Cette situation tendue amènera Joseph Roth, l’écrivain cité plus haut, à réfléchir également sur le sort des arts et de la culture après l’Anschluss. Dans un article portant le titre approprié de « Requiem », paru dans le Reichspost en mars 1938, il affirme que l’Autriche, dernier rempart de la spiritualité, s’est fait écraser avec l’Anschluss et que la musique de Mozart, Haydn, Schubert et même Beethoven est en danger de perversion. Cela ne pourrait que mener à la chute de l’Europe et de la culture qui lui est propre (Roth, cité dans Stieg 2013, 186).
Si ces dynamiques ont sans le moindre doute altéré les sphères sociale et politique, il n’existe pas d’étude spécifique de la musique religieuse pendant cette période (même si Anita Mayer-Hitzenberg (2003, 2010) dresse aussi un portrait de l’image des compositeurs historiques en Autriche à la veille du nazisme).
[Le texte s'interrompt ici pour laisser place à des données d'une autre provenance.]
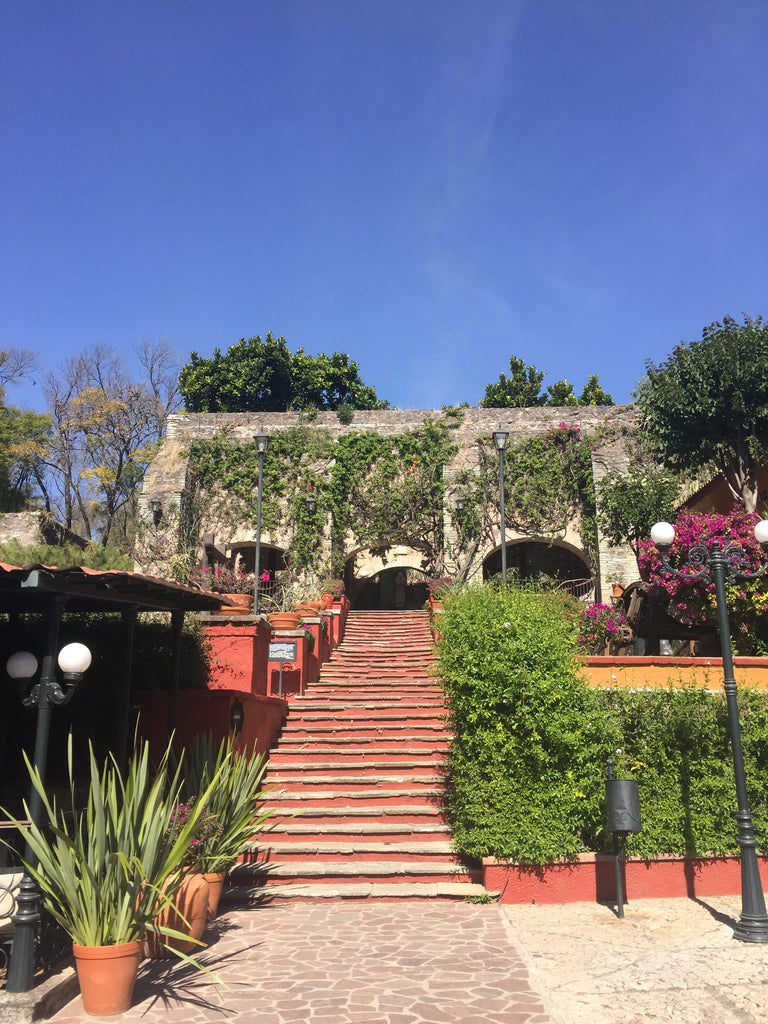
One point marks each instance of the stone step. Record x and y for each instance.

Bien que l’analyse proposée dans les pages qui suivent ne prétende pas dresser un portrait global de la religion ou de la musique religieuse en Autriche pendant le Troisième Reich, elle vise néanmoins à évaluer de quelle façon les autorités nazies ont pu se servir de ce répertoire — en particulier la musique de Mozart — d’abord pour séduire la population autrichienne en lui permettant de maintenir certaines habitudes, et ensuite pour implanter leur propre programme musical profane.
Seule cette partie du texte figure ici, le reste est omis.